Hamilton David J, Ábrányi-Balogh Péter, Keeley Aaron, Petri László, Hrast Martina, Imre Tímea, Wijtmans Maikel, Gobec Stanislav, Esch Iwan J P de, Keserű György Miklós
Division of Medicinal Chemistry, Amsterdam Institute of Molecular and Life Sciences (AIMMS), Faculty of Science, Vrije Universiteit Amsterdam, De Boelelaan 1108, 1081 HZ Amsterdam, The Netherlands.
Medicinal Chemistry Research Group, Research Centre for Natural Sciences, Magyar tudósok krt 2, H-1117 Budapest, Hungary.
Pharmaceuticals (Basel). 2020 Nov 3;13(11):362. doi: 10.3390/ph13110362.
Drug discovery programs against the antibacterial target UDP--acetylglucosamine enolpyruvyl transferase (MurA) have already resulted in covalent inhibitors having small three- and five-membered heterocyclic rings. In the current study, the reactivity of four-membered rings was carefully modulated to obtain a novel family of covalent MurA inhibitors. Screening a small library of cyclobutenone derivatives led to the identification of bromo-cyclobutenaminones as new electrophilic warheads. The electrophilic reactivity and cysteine specificity have been determined in a glutathione (GSH) and an oligopeptide assay, respectively. Investigating the structure-activity relationship for MurA suggests a crucial role for the bromine atom in the ligand. In addition, MS/MS experiments have proven the covalent labelling of MurA at Cys115 and the observed loss of the bromine atom suggests a net nucleophilic substitution as the covalent reaction. This new set of compounds might be considered as a viable chemical starting point for the discovery of new MurA inhibitors.
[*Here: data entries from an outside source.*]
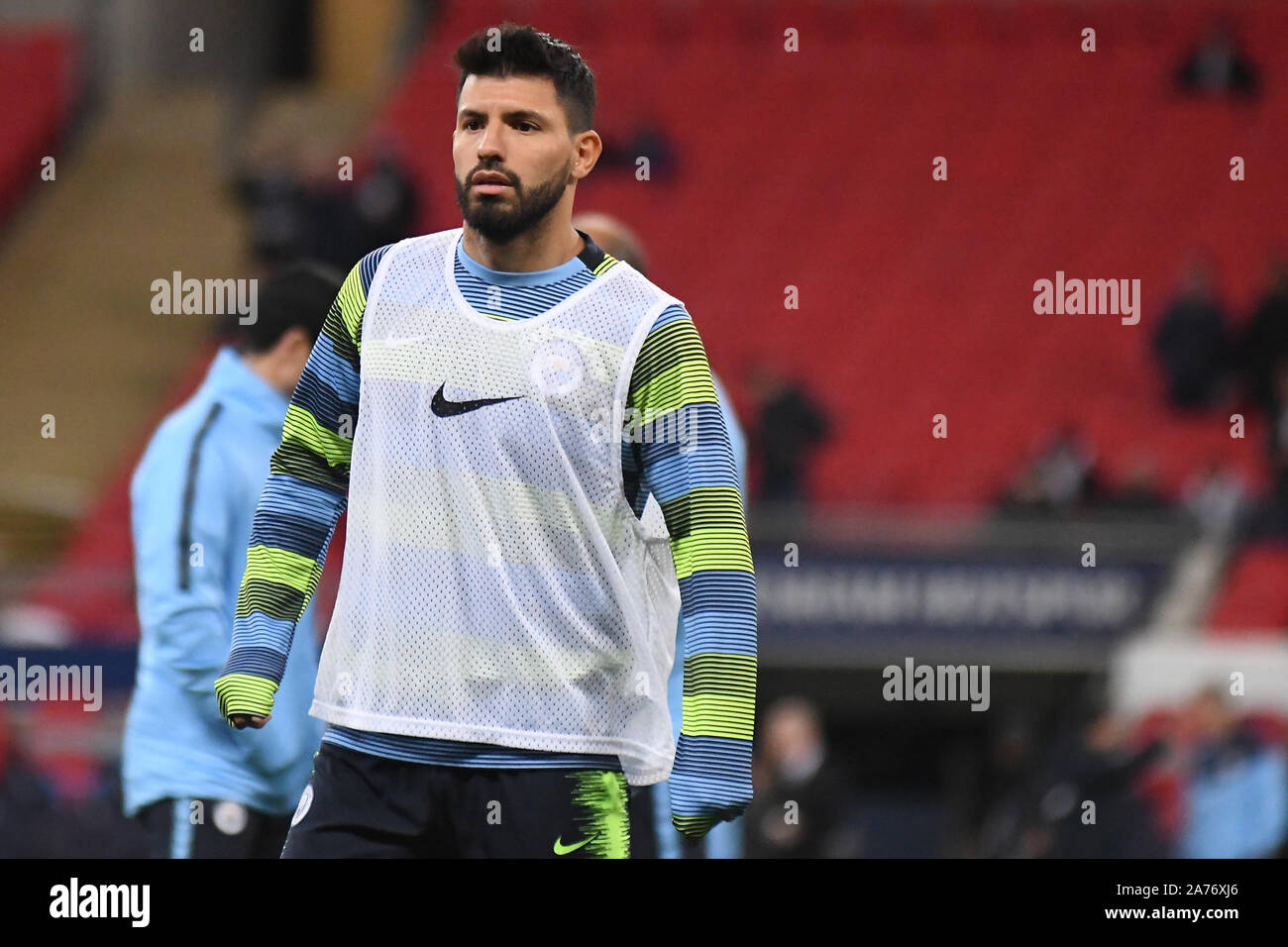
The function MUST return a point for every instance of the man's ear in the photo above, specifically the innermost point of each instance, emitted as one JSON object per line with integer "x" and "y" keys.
{"x": 588, "y": 147}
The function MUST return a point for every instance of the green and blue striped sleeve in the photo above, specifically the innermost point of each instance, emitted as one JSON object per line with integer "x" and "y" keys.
{"x": 300, "y": 505}
{"x": 684, "y": 459}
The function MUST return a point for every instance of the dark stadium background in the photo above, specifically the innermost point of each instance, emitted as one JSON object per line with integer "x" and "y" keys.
{"x": 774, "y": 175}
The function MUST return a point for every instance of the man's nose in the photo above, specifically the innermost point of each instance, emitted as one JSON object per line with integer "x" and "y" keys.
{"x": 489, "y": 146}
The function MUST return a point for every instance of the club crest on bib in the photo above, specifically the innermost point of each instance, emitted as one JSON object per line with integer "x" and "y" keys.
{"x": 557, "y": 368}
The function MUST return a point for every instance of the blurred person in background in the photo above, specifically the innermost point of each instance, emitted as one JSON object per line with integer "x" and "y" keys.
{"x": 192, "y": 500}
{"x": 725, "y": 839}
{"x": 1218, "y": 65}
{"x": 1236, "y": 792}
{"x": 1216, "y": 497}
{"x": 1141, "y": 491}
{"x": 1060, "y": 478}
{"x": 802, "y": 800}
{"x": 1041, "y": 814}
{"x": 790, "y": 427}
{"x": 1274, "y": 519}
{"x": 1193, "y": 343}
{"x": 1265, "y": 338}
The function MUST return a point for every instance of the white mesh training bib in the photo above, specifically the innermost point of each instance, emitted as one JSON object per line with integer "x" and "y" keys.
{"x": 497, "y": 586}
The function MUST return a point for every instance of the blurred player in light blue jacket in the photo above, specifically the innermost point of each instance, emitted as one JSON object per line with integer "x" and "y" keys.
{"x": 725, "y": 839}
{"x": 201, "y": 788}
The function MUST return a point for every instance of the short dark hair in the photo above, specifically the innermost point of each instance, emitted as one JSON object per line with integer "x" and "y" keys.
{"x": 524, "y": 52}
{"x": 296, "y": 295}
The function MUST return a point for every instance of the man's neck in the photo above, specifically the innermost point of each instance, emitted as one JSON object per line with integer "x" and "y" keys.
{"x": 541, "y": 248}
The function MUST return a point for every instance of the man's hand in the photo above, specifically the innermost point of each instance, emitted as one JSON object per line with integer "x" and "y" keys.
{"x": 244, "y": 720}
{"x": 245, "y": 699}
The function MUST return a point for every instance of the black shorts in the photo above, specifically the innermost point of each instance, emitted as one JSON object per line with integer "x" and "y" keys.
{"x": 361, "y": 805}
{"x": 211, "y": 828}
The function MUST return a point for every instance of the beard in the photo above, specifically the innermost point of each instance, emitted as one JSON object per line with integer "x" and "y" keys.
{"x": 501, "y": 222}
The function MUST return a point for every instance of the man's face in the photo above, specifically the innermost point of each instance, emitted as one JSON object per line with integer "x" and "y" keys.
{"x": 511, "y": 153}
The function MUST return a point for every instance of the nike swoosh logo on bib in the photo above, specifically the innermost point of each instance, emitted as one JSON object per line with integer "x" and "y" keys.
{"x": 443, "y": 407}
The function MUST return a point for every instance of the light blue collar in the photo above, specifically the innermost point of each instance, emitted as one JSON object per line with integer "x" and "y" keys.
{"x": 500, "y": 277}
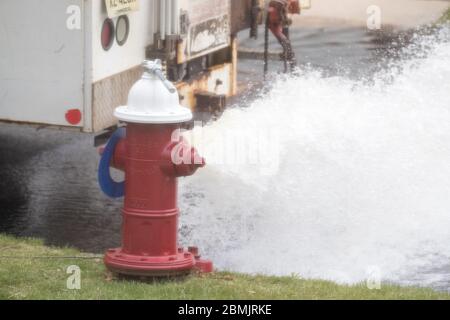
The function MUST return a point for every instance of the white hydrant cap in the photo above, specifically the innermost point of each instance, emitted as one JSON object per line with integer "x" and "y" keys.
{"x": 153, "y": 100}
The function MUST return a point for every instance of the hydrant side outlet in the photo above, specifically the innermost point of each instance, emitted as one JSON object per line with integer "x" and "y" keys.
{"x": 150, "y": 213}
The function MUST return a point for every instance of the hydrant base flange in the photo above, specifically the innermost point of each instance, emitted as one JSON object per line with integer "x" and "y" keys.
{"x": 119, "y": 262}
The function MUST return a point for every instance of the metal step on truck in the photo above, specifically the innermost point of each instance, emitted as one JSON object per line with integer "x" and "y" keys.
{"x": 70, "y": 63}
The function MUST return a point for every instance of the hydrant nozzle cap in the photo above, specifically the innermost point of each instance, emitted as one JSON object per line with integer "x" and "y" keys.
{"x": 153, "y": 99}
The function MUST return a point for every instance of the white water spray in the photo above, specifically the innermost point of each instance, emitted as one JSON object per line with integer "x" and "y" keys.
{"x": 362, "y": 183}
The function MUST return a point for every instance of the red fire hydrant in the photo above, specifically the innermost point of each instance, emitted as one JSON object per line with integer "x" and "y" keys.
{"x": 153, "y": 155}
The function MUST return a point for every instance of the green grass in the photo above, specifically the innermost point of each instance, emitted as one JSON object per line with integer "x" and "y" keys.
{"x": 27, "y": 272}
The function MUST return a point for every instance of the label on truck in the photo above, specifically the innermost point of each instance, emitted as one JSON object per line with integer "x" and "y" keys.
{"x": 117, "y": 8}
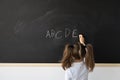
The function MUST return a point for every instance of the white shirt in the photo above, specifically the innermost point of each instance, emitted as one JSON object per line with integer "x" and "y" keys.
{"x": 77, "y": 71}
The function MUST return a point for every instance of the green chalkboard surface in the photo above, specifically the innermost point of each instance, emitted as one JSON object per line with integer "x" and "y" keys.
{"x": 36, "y": 31}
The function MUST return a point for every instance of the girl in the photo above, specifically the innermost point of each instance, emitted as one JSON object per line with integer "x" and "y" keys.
{"x": 78, "y": 60}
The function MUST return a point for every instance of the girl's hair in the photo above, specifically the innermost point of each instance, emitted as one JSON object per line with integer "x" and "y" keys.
{"x": 78, "y": 52}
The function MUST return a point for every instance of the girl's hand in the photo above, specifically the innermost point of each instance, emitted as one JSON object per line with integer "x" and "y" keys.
{"x": 81, "y": 39}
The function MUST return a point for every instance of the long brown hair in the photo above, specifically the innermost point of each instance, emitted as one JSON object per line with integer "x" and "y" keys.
{"x": 78, "y": 52}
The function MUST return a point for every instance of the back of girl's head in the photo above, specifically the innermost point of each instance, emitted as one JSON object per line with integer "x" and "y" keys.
{"x": 78, "y": 52}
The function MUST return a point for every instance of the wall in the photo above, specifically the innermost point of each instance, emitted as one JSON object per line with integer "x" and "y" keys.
{"x": 54, "y": 72}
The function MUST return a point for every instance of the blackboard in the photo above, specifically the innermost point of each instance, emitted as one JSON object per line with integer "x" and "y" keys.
{"x": 36, "y": 31}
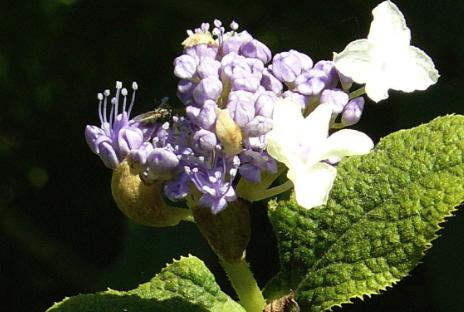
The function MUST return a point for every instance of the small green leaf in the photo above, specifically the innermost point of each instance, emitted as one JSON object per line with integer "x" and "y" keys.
{"x": 184, "y": 285}
{"x": 384, "y": 211}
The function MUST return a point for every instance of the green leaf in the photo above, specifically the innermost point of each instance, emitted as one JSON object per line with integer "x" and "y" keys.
{"x": 384, "y": 211}
{"x": 184, "y": 285}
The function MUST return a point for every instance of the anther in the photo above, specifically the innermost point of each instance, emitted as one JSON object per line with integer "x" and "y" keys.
{"x": 234, "y": 25}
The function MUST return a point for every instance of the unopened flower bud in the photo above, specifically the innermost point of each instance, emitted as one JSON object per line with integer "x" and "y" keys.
{"x": 286, "y": 66}
{"x": 256, "y": 49}
{"x": 185, "y": 66}
{"x": 129, "y": 138}
{"x": 264, "y": 104}
{"x": 271, "y": 83}
{"x": 234, "y": 43}
{"x": 205, "y": 140}
{"x": 208, "y": 67}
{"x": 241, "y": 106}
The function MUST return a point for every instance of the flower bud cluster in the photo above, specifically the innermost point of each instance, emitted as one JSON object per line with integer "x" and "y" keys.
{"x": 228, "y": 70}
{"x": 229, "y": 83}
{"x": 308, "y": 84}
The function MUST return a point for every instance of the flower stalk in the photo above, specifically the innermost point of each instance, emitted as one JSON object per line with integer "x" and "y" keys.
{"x": 245, "y": 285}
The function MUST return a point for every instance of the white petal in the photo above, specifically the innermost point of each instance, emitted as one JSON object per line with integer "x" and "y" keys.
{"x": 347, "y": 142}
{"x": 414, "y": 71}
{"x": 355, "y": 61}
{"x": 282, "y": 140}
{"x": 315, "y": 127}
{"x": 313, "y": 185}
{"x": 388, "y": 28}
{"x": 377, "y": 88}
针对抗菌靶点尿苷二磷酸-N-乙酰葡糖胺烯醇丙酮酸转移酶(MurA)的药物研发项目已经产生了具有小三元和五元杂环的共价抑制剂。在当前的研究中,对四元环的反应活性进行了精细调控,以获得一类新型的共价MurA抑制剂。对一个小的环丁烯酮衍生物文库进行筛选,鉴定出溴代环丁烯胺酮作为新的亲电弹头。分别在谷胱甘肽(GSH)和寡肽试验中测定了亲电反应活性和对半胱氨酸的特异性。对MurA的构效关系研究表明,配体中的溴原子起着关键作用。此外,串联质谱(MS/MS)实验证明了MurA在半胱氨酸115处的共价标记,观察到的溴原子损失表明共价反应是一个净亲核取代过程。这组新化合物可能被视为发现新型MurA抑制剂的一个可行的化学起始点。